Unexpected increases in soil carbon eventually fell in low rainfall farming systems.

Understanding the drivers of soil organic carbon (SOC) change over time and confidence to predict changes in SOC are essential to the development and long-term viability of SOC trading schemes. This study investigated temporal changes in total SOC, total nitrogen (N), and carbon (C) fractions (particulate organic carbon - POC, resistant organic carbon - ROC and humus organic carbon - HOC) over a 16-year period for four contrasting farming systems in a low rainfall environment (424 mm) at Condobolin, Australia. The farming systems were 1) conventional tillage mixed farming (CT); 2) reduced tillage mixed farming (RT); 3) continuous cropping (CC); and 4) perennial pasture (PP). The SOC dynamics were also modelled using APSIM C and N modules, to determine the accuracy of this model. Results are presented in the context of land managers participating in Australian climate change mitigation schemes.
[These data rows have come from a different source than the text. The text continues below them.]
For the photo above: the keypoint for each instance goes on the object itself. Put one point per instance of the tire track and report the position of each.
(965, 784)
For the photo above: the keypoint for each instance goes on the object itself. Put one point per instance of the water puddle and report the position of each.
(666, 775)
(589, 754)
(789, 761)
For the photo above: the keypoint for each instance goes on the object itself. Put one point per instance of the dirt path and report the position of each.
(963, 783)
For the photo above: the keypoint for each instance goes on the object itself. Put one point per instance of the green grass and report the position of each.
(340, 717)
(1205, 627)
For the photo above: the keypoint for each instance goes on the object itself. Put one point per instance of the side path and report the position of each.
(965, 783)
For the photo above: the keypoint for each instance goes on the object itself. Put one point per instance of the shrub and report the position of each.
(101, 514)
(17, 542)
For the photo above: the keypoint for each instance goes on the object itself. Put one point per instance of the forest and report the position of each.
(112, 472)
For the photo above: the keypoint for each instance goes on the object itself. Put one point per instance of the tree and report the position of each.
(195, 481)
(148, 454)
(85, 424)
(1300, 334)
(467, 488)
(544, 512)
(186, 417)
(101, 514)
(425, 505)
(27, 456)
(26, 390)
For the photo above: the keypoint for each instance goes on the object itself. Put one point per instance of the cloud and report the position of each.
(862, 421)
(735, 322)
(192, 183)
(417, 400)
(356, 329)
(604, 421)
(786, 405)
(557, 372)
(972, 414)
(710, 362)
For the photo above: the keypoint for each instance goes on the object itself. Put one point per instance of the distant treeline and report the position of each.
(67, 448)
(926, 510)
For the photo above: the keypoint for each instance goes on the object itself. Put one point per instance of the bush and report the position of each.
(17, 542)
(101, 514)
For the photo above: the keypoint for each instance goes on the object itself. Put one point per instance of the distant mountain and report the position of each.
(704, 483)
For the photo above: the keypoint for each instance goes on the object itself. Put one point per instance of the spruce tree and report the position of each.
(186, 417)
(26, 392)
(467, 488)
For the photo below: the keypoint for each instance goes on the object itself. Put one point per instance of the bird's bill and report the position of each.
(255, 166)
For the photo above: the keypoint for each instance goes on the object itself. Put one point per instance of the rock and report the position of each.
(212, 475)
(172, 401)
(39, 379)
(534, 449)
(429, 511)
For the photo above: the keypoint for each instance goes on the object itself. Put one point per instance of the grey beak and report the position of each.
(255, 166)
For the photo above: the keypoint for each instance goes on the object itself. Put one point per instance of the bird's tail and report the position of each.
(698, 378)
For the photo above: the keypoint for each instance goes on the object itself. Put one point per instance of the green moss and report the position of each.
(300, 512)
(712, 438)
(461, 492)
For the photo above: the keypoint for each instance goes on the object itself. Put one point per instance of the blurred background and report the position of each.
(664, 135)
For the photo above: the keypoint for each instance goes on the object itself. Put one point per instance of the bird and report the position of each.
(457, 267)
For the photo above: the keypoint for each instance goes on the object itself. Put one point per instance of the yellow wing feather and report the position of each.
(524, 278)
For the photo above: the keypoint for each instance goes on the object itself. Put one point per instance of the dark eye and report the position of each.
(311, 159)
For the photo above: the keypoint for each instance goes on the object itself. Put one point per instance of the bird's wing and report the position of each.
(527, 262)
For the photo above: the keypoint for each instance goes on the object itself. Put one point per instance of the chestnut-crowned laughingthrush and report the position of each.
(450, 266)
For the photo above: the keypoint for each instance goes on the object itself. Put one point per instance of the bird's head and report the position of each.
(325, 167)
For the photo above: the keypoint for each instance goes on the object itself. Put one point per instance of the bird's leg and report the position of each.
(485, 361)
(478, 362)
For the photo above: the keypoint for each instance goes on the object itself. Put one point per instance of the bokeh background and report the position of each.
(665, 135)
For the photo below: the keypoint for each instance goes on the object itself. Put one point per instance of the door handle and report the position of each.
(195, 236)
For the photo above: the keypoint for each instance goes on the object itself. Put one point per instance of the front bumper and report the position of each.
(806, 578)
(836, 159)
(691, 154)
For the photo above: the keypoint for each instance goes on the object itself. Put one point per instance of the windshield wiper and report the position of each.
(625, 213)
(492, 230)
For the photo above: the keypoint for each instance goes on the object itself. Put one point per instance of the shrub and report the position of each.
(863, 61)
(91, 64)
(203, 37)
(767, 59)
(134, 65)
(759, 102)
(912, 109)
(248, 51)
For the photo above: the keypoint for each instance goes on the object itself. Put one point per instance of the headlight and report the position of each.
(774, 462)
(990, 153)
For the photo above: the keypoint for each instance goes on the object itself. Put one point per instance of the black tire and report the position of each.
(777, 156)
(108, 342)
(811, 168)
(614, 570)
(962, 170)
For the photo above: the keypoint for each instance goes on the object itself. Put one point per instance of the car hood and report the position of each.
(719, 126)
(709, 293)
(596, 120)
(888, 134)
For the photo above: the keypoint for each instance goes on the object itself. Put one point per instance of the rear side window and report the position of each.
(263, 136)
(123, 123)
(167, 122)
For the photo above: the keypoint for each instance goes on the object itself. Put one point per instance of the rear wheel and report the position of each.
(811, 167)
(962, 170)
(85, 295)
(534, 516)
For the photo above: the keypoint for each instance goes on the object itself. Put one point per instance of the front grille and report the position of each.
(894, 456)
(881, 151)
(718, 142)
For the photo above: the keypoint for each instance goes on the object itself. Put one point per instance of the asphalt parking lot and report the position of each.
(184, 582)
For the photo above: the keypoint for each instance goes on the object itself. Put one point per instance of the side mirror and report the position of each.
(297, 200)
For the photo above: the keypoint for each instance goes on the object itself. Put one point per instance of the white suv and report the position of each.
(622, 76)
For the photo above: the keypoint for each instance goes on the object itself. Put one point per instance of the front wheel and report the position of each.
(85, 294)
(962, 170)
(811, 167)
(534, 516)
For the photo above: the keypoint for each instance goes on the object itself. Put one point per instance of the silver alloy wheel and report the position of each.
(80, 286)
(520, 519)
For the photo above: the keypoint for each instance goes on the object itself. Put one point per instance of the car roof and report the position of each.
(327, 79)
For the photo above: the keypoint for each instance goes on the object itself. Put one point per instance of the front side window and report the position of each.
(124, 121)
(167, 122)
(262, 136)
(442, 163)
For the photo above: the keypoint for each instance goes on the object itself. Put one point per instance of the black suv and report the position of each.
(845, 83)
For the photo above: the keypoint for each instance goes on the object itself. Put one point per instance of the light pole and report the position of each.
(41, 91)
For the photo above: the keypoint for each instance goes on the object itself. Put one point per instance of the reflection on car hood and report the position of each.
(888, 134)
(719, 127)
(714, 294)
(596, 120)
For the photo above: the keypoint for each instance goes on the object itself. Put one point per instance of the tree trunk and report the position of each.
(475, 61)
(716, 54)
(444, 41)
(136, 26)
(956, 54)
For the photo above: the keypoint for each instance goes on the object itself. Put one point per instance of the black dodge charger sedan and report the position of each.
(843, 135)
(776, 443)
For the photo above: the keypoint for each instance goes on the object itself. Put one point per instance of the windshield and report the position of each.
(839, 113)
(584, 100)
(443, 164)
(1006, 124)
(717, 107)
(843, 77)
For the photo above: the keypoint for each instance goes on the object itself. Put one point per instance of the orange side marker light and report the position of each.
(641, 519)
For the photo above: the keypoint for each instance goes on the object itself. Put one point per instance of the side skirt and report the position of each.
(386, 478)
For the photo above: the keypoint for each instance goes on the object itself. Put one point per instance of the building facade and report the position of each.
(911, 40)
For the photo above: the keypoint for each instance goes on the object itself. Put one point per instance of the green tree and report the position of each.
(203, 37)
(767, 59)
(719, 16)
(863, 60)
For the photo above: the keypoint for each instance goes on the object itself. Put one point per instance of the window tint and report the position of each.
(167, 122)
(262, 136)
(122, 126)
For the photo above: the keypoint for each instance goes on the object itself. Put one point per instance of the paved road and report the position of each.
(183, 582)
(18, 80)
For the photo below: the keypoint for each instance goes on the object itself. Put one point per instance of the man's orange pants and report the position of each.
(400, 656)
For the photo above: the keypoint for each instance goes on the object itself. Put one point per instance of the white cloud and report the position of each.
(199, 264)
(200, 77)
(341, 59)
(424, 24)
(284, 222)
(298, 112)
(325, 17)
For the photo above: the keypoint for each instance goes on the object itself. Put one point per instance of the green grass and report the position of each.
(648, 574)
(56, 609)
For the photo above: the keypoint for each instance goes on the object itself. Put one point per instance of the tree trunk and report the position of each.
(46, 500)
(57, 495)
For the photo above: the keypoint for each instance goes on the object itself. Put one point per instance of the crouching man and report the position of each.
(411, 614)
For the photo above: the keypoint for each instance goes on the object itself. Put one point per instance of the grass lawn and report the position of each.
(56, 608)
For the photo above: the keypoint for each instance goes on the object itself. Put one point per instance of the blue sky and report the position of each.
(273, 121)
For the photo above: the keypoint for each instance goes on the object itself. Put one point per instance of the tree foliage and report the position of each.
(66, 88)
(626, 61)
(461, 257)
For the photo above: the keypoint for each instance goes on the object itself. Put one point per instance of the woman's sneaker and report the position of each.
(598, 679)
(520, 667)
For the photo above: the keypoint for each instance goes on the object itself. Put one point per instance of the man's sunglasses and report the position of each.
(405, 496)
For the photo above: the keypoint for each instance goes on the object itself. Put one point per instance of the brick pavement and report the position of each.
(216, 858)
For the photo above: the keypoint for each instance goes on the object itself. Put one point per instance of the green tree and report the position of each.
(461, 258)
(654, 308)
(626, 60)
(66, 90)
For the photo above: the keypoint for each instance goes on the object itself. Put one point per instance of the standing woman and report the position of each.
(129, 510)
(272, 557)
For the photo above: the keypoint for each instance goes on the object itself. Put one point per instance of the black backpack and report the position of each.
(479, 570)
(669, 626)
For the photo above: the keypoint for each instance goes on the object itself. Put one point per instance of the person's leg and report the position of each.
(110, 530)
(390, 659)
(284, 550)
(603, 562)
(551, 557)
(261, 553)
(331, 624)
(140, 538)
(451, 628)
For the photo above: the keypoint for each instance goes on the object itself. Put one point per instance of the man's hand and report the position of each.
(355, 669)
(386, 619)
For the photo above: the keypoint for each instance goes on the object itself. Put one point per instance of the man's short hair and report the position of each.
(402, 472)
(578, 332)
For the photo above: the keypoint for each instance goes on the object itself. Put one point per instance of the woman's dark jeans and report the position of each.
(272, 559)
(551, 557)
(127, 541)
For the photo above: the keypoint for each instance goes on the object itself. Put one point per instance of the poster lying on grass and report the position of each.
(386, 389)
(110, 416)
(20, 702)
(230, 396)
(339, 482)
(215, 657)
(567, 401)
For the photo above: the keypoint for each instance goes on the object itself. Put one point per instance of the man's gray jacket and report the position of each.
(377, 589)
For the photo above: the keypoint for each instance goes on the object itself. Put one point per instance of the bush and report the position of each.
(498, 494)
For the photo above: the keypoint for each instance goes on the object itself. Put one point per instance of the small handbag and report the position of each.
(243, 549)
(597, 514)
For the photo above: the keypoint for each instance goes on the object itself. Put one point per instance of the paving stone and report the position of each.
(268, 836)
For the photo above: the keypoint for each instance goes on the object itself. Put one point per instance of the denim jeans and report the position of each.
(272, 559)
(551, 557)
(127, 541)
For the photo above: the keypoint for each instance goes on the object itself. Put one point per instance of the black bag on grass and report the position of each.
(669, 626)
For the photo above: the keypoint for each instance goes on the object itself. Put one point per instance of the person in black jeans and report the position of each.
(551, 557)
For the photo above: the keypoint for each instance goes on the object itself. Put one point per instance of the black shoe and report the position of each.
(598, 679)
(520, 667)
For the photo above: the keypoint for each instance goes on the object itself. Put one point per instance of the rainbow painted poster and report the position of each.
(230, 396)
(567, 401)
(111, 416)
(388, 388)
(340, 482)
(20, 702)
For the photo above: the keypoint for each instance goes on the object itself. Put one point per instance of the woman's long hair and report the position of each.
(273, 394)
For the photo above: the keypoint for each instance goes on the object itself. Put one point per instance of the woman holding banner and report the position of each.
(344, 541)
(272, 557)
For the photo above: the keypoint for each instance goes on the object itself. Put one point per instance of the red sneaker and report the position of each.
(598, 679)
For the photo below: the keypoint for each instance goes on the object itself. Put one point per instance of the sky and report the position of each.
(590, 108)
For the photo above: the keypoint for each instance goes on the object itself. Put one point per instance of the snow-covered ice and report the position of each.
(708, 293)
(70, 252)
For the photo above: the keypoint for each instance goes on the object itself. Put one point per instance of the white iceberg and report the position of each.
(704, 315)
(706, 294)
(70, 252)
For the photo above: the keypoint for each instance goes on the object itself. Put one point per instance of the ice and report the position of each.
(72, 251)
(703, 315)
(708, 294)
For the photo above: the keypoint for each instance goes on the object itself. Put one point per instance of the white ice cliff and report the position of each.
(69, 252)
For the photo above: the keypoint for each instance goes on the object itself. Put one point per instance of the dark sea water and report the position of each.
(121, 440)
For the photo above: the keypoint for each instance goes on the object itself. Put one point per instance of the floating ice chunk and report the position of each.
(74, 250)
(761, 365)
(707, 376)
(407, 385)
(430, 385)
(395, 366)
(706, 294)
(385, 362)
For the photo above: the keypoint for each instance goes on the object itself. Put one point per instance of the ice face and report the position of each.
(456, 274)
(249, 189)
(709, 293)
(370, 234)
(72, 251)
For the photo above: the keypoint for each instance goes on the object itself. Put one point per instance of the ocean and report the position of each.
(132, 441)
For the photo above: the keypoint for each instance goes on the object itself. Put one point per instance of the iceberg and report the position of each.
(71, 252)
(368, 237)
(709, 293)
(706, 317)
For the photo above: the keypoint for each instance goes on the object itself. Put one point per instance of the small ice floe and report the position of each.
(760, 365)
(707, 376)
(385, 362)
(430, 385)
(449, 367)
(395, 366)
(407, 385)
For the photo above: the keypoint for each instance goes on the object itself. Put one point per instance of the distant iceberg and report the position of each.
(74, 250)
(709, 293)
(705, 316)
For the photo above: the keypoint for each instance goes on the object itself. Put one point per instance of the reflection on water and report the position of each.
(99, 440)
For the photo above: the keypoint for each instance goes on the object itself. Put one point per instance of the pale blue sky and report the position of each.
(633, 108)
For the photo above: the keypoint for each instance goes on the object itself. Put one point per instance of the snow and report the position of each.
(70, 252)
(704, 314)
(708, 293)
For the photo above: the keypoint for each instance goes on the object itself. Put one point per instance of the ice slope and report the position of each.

There was an increase in SOC for all farming systems over the first 12 years (total organic C, TOC% at 0-10 cm increased from 1.33% to 1.77%), which was predominately in the POC% fraction (POC% at 0-10 cm increased from 0.14% to 0.5%). Between 2012 and 2015, there was a decrease in SOC back to starting levels (TOC = 1.22% POC = 0.12% at 0-10 cm) in all systems. The PP system had higher TOC%, POC% and HOC% levels on average and higher SOC stocks to 30 cm depth at the final measurement in 2015 (PP = 30.43 t C ha; cropping systems = 23.71 t C ha), compared to the other farming systems. There was a decrease in TN% over time in all farming systems except PP. The average C:N increased from 14.1 in 1999 to 19.7 in 2012, after which time the SOC levels decreased and C:N dropped back to 15.8. The temporal change in SOC was not able to be represented by the AusFarm model. There are three important conclusions for policy development: 1) monitoring temporal changes in SOC over 12 years did not indicate long-term sequestration, required to assure "permanence" in SOC trading (i.e. 25-100 years) due to the susceptibility of POC to degradation; 2) without monitoring SOC in reference land uses (e.g. CT cropping system as a control in this experiment) it is not possible to determine the net carbon sequestration, and therefore the true climate change mitigation value; and 3) modelling SOC using AusFarm/APSIM, does not fully represent the temporal dynamics of SOC in this low rainfall environment.